Slide Fire: 1 Year Later... Fighting the Blaze
When fighting the Slide Fire one year ago, crews had to negotiate some of the most challenging terrain in the Southwest along with extremely dry and windy conditions. The 21,000-acre fire became the largest in the history of the Coconino National Forest, and more than a thousand personnel were called in to fight it. Arizona Public Radio’s Ryan Heinsius recently spoke with Coconino National Forest Fire Staff Officer Don Muise about how what officials and firefighters approached battling the blaze and what they took away from the experience.
Ryan Heinsius: How did the Slide Fire compare to other large wildfires you’ve seen? Was there anything unusual about it?
Don Muise: I think the first thing that comes to mind is the difficulty of the terrain, which is extremely steep. If you take a look in Oak Creek Canyon or the West Fork of Oak Creek, that’s very, very difficult terrain — almost vertical walls of rock and then with stringers of vegetation in between the rock that carries the fire. We had very dry, very low humidity and a lot of breeze and wind in there, and those canyon effects make it very difficult for us.
RH: One year later, how do forest managers view the Slide Fire? Did it change how firefighters approach large catastrophic wildfires in any way?
DM: You know, for the Coconino National Forest probably not a whole lot, although there some things that we learned from the Slide Fire and that we’ll continue to take on. The Slide Fire was one of those fires that none of us wanted, obviously, but we’d been preparing for that fire for quite some time, and really had a plan in place before the fire started.
RH: When preparing to battle the Slide Fire, what was the strategy forest managers took?
DM: Our strategy was full suppression, but with that caveat that our number one objective was to make sure that people, including firefighters and the public, were safe. And being in red flag both May 20 and May 21 challenged those resources; we just couldn’t get out ahead of that curve.
RH: There were no fatalities and no reported injuries. Did it reveal anything to fire managers about how to keep crews safe?

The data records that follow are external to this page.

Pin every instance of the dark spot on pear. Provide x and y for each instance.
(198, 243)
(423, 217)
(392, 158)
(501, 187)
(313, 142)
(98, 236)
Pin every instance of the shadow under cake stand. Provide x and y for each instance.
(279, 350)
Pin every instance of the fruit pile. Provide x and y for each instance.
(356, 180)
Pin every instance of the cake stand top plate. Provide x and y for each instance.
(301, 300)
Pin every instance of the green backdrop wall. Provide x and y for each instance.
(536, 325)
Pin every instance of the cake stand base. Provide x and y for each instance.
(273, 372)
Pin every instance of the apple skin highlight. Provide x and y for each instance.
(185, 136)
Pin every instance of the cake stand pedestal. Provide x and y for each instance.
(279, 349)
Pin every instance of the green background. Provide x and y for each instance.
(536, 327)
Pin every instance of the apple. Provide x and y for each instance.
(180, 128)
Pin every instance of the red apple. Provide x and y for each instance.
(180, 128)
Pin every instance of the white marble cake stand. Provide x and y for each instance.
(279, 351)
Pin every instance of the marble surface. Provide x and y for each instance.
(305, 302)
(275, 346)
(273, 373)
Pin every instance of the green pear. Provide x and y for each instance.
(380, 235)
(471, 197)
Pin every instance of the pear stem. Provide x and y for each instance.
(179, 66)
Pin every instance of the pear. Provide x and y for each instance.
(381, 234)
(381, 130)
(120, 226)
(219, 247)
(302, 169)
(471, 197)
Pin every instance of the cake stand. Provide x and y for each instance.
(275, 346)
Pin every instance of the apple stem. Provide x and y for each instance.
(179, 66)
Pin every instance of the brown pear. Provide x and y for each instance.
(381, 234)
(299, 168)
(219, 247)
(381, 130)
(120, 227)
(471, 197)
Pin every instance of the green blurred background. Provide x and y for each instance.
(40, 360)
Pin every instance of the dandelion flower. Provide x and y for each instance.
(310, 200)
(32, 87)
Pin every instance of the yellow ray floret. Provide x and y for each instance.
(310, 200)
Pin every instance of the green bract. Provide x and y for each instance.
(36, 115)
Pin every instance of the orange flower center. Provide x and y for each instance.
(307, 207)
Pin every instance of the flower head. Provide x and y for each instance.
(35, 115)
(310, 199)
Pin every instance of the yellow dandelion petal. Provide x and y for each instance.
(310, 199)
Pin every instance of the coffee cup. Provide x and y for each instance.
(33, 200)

DM: Well, we had a lot of discussions about exposing our firefighters in the canyon. There was areas in that canyon that potentially we could have put some folks in, but it was just not deemed — when you do your risk assessment, not worth the exposure. Again, our number one objective is firefighter and public safety, so we met that objective.
RH: What do local hotshots specialize in? What are their specific skills acquired from working in the terrain of northern Arizona?
DM: They’re a valuable resource for us. They’re a 20-person crew with really good leadership. They’re the best of the best; they’re the best crews we have out there. They know fire and know how to burn very well. They’ll use fire to fight fire better than anybody in the country because we do that a lot. And they’re looked to as the experts. They’re really a strength — the backbone of how we get work done on a fire. I depend on them immensely.
RH: Fast forward a couple years, five years, 10 years. What will be the Slide Fire’s ultimate legacy?
DM: Well, I’m hoping that it is the biggest fire that the Coconino will ever see. We have a lot of fires on this forest as it is — we have anywhere from 250 to 450 fires a year. We will continue to have fires. We’re very successful in stopping most of those fires at very small acreage. But every once in a while there’ll be fires in areas we’re going to be challenged with. If you think about the Slide Fire at this time, we’ve got a 20,000-acre fire buffer now that wasn’t there before. And so, there’s some positive that come out of there.